Thursday, June 21, 2007

'Enhanced Interrogation Technique' Skullduggery

"We have to work the dark side..." --Dick Cheney, in the aftermath of 9/11.

There is growing evidence of high-level coordination between the Central Intelligence Agency and the U.S. military in developing abusive interrogation techniques used on terrorist suspects. After the Sept. 11 attacks, both turned to a small cadre of psychologists linked to the military's secretive Survival, Evasion, Resistance and Escape program to "reverse-engineer" techniques originally designed to train U.S. soldiers to resist torture if captured, by exposing them to brutal treatment. The military's use of SERE training for interrogations in the war on terror was revealed in detail in a recently declassified report. But the CIA's use of such tactics -- working in close coordination with the military -- until now has remained largely unknown.

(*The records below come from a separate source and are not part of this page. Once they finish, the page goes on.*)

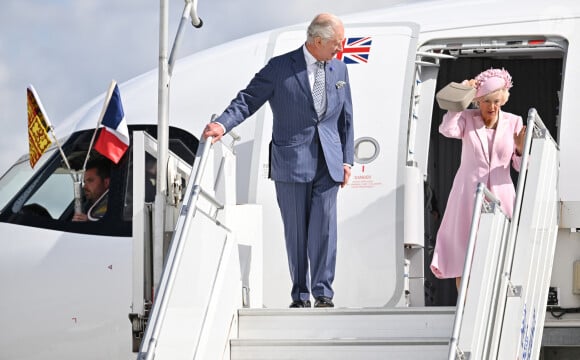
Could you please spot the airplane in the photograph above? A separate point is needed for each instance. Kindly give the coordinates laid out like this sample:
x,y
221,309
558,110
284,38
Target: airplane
x,y
112,289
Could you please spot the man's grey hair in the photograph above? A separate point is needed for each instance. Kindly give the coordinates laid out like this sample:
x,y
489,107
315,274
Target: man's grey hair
x,y
323,26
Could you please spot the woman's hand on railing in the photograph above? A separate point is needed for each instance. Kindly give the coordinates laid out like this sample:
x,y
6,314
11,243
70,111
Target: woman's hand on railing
x,y
214,130
519,140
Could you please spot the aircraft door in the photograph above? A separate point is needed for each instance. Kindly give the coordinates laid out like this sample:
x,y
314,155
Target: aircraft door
x,y
369,271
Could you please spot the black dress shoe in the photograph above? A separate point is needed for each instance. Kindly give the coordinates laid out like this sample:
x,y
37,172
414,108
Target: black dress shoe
x,y
300,303
323,301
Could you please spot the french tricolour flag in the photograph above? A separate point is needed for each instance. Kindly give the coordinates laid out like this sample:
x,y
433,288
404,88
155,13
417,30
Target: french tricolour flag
x,y
113,140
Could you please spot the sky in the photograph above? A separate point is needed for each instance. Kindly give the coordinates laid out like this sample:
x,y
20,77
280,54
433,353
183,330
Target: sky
x,y
70,50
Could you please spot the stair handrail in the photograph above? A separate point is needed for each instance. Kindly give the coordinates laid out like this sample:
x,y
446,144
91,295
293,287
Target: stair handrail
x,y
481,193
535,125
187,212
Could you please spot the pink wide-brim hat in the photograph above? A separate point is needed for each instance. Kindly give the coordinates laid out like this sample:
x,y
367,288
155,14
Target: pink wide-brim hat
x,y
492,80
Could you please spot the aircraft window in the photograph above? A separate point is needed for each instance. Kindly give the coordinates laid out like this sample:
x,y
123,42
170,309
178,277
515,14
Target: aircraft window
x,y
366,149
11,182
55,195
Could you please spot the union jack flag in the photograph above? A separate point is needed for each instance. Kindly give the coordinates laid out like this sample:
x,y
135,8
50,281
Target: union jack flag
x,y
355,50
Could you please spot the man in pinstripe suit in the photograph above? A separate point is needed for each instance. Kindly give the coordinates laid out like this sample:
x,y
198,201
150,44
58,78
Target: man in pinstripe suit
x,y
312,150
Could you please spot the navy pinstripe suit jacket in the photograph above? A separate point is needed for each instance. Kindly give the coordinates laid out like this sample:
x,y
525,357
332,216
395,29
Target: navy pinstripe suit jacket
x,y
283,82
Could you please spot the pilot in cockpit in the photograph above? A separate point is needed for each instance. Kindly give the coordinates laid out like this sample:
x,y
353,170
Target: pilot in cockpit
x,y
96,187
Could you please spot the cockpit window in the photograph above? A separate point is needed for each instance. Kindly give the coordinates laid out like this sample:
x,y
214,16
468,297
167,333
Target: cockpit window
x,y
56,193
11,182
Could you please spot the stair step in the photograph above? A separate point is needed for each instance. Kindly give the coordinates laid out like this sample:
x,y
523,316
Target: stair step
x,y
341,349
346,323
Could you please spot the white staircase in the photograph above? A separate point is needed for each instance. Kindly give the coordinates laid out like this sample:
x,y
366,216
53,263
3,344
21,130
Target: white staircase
x,y
369,333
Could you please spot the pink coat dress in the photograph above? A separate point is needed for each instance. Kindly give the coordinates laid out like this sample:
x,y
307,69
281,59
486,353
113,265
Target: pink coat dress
x,y
477,165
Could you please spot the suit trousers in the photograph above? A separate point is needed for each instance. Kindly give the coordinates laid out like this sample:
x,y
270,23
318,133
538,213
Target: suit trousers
x,y
310,228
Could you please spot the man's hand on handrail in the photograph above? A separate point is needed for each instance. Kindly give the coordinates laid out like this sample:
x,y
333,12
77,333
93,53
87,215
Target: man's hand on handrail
x,y
215,130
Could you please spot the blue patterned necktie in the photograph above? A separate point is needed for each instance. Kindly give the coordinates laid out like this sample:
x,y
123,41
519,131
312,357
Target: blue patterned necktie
x,y
318,90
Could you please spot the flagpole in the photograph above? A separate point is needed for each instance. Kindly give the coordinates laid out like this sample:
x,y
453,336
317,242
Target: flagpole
x,y
78,175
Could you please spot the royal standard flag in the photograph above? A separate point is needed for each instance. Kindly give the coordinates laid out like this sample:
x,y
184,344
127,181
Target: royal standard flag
x,y
38,127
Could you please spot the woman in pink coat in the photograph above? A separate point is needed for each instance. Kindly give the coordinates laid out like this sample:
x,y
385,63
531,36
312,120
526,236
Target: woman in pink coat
x,y
491,140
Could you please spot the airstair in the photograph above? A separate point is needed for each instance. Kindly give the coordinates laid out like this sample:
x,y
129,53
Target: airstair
x,y
205,310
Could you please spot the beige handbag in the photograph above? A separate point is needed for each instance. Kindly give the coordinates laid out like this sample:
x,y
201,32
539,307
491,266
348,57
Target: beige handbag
x,y
455,96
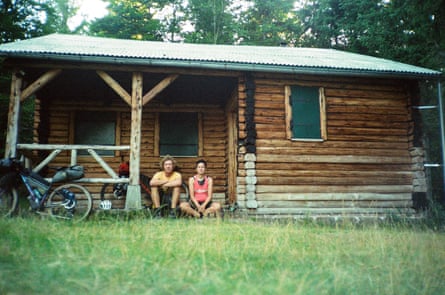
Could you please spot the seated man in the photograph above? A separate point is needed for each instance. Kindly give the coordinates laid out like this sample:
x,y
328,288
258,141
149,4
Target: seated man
x,y
166,184
201,193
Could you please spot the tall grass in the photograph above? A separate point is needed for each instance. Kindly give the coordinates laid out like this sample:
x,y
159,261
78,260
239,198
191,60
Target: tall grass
x,y
143,256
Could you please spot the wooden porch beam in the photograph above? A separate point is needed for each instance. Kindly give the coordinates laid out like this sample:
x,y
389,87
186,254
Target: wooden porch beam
x,y
39,83
133,199
115,86
158,88
13,115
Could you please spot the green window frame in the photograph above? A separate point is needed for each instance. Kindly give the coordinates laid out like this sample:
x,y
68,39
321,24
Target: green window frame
x,y
94,128
305,113
179,134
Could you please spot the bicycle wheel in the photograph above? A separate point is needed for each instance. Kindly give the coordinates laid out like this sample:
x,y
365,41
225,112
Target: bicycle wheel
x,y
8,201
83,203
111,191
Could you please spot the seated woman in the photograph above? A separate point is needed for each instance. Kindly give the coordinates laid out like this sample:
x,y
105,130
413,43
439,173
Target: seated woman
x,y
201,193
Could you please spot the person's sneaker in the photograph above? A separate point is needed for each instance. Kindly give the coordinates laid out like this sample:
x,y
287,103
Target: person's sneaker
x,y
172,214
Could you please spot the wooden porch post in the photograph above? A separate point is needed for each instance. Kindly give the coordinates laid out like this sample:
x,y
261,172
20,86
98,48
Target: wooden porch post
x,y
13,115
133,200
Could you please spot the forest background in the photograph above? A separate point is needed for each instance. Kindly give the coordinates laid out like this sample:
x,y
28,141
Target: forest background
x,y
408,31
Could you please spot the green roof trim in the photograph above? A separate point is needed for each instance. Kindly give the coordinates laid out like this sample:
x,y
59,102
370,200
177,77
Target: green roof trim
x,y
219,57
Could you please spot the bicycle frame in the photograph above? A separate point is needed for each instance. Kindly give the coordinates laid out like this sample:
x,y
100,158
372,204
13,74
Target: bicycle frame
x,y
37,187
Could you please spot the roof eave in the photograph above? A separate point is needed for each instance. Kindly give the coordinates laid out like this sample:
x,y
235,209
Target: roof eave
x,y
229,66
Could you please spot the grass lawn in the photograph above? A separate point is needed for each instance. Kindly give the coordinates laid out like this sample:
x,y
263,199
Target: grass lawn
x,y
142,256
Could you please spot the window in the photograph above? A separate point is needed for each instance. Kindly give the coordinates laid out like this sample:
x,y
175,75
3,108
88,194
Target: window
x,y
305,113
92,128
179,134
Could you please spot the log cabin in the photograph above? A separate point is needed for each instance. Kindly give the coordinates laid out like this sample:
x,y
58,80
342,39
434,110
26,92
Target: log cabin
x,y
287,132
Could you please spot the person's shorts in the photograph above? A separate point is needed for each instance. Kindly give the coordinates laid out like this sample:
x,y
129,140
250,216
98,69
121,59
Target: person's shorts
x,y
194,207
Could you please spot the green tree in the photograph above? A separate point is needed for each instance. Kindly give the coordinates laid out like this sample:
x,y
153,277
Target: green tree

According to congressional sources and mental healthcare professionals knowledgeable about the secret program who spoke with Salon, two CIA-employed psychologists, James Mitchell and Bruce Jessen, were at the center of the program, which likely violated the Geneva Conventions on the treatment of prisoners. The two are currently under investigation: Salon has learned that Daniel Dell'Orto, the principal deputy general counsel at the Department of Defense, sent a "document preservation" order on May 15 to the chairman of the Joint Chiefs of Staff and other top Pentagon officials forbidding the destruction of any document mentioning Mitchell and Jessen or their psychological consulting firm, Mitchell, Jessen and Associates, based in Spokane, Wash. Dell'Orto's order was in response to a May 1 request from Sen. Carl Levin, the Democratic chairman of the Senate Armed Services Committee, who is investigating the abuse of prisoners in U.S. custody. ...

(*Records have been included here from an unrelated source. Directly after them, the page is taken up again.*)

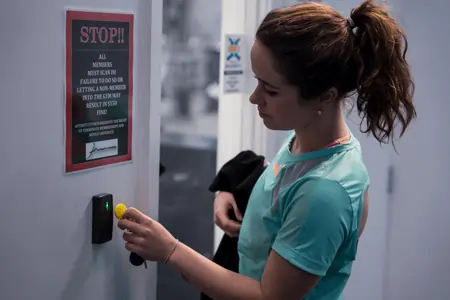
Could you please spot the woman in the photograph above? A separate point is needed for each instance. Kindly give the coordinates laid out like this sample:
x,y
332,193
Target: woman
x,y
300,232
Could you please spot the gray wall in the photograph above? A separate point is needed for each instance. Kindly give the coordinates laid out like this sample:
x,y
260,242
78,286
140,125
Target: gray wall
x,y
45,227
419,239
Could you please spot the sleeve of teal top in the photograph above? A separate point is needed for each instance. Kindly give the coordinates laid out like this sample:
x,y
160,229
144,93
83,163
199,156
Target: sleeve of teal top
x,y
316,218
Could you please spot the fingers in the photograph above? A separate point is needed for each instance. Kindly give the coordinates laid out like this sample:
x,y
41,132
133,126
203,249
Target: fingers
x,y
132,238
134,214
231,228
237,213
126,224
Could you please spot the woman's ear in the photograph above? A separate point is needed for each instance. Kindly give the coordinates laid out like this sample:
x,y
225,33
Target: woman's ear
x,y
329,96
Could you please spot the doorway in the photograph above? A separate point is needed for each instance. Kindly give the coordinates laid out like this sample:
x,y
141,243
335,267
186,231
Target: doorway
x,y
190,79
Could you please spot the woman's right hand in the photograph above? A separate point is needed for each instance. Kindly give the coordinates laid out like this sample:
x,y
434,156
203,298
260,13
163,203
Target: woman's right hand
x,y
222,204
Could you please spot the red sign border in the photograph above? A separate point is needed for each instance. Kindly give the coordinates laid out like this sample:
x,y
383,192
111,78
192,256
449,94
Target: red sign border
x,y
96,16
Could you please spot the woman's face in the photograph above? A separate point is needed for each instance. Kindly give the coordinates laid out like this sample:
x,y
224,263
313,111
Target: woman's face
x,y
279,103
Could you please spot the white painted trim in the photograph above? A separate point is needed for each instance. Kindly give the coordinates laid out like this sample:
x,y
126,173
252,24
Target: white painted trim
x,y
240,127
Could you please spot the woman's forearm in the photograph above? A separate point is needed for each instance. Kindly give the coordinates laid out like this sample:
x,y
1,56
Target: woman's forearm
x,y
212,279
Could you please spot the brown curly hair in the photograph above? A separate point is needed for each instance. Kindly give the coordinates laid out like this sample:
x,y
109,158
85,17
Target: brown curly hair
x,y
316,48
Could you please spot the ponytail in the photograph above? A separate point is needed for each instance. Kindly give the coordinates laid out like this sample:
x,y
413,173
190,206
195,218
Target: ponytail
x,y
384,85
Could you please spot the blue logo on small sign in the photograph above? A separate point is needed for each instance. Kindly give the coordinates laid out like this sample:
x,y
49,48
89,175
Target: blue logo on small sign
x,y
234,49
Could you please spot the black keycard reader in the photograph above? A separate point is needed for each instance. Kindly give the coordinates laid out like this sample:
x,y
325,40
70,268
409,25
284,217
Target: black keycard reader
x,y
102,218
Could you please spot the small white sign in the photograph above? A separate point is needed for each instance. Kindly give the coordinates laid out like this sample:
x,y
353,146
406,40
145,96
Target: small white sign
x,y
101,149
234,64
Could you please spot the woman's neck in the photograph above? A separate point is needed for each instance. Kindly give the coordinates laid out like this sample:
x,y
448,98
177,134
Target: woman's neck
x,y
318,137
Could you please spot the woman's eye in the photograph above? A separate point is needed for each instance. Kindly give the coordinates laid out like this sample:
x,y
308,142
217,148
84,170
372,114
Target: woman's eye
x,y
271,93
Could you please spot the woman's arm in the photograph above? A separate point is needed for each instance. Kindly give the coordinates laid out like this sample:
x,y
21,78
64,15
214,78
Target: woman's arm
x,y
281,280
212,279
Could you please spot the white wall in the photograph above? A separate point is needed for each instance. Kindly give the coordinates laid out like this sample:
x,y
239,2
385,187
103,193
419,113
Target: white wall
x,y
45,248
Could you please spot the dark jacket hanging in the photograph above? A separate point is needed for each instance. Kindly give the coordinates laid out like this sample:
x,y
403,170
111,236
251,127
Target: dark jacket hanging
x,y
237,176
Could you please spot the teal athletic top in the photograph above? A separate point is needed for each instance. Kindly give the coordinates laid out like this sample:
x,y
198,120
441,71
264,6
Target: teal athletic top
x,y
307,208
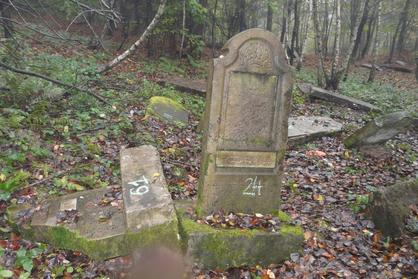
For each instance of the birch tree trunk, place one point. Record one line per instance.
(333, 80)
(347, 60)
(320, 67)
(284, 22)
(183, 31)
(404, 20)
(132, 49)
(269, 24)
(295, 33)
(375, 46)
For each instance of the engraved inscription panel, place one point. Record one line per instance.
(249, 113)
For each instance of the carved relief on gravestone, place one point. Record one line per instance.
(245, 125)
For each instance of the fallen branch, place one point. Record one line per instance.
(129, 51)
(27, 73)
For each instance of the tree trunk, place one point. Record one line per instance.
(369, 38)
(325, 29)
(355, 23)
(404, 20)
(132, 49)
(302, 46)
(295, 34)
(284, 22)
(241, 15)
(392, 47)
(361, 29)
(320, 67)
(213, 27)
(183, 29)
(332, 83)
(375, 46)
(269, 25)
(6, 14)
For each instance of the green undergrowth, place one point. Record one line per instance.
(385, 96)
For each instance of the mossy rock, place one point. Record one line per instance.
(390, 206)
(168, 109)
(225, 248)
(89, 235)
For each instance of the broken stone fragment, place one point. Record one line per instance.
(87, 222)
(145, 193)
(329, 96)
(382, 129)
(303, 128)
(390, 207)
(168, 110)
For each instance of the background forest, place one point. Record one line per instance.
(76, 77)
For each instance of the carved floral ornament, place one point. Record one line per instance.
(255, 54)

Close coordination between the CIA and the Pentagon is referred to in military lingo as "jointness." A retired high-level military official, familiar with the detainee abuse scandals, confirmed that such "jointness" requires orchestration at the top levels of government. "This says that somebody is acting as a bridge between the CIA and the Defense Department," he said, "because you've got the [CIA] side and the military side, and they are collaborating." Human-rights expert Scott Horton, who chairs the International Law Committee at the New York City Bar Association, also says that the cross-agency coordination "reflects the fact that the decision to introduce and develop these methods was made at a very high level." ...

"The irony -- and ultimately the tragedy -- in the migration of SERE techniques is that the program was specifically designed to protect our soldiers from countries that violated the Geneva Conventions," says Brad Olson, president of the Divisions for Social Justice within the American Psychological Association. "The result of the reverse-engineering, however, was that by making foreign detainees the target, it made us the country that violated the Geneva Conventions," he says. ...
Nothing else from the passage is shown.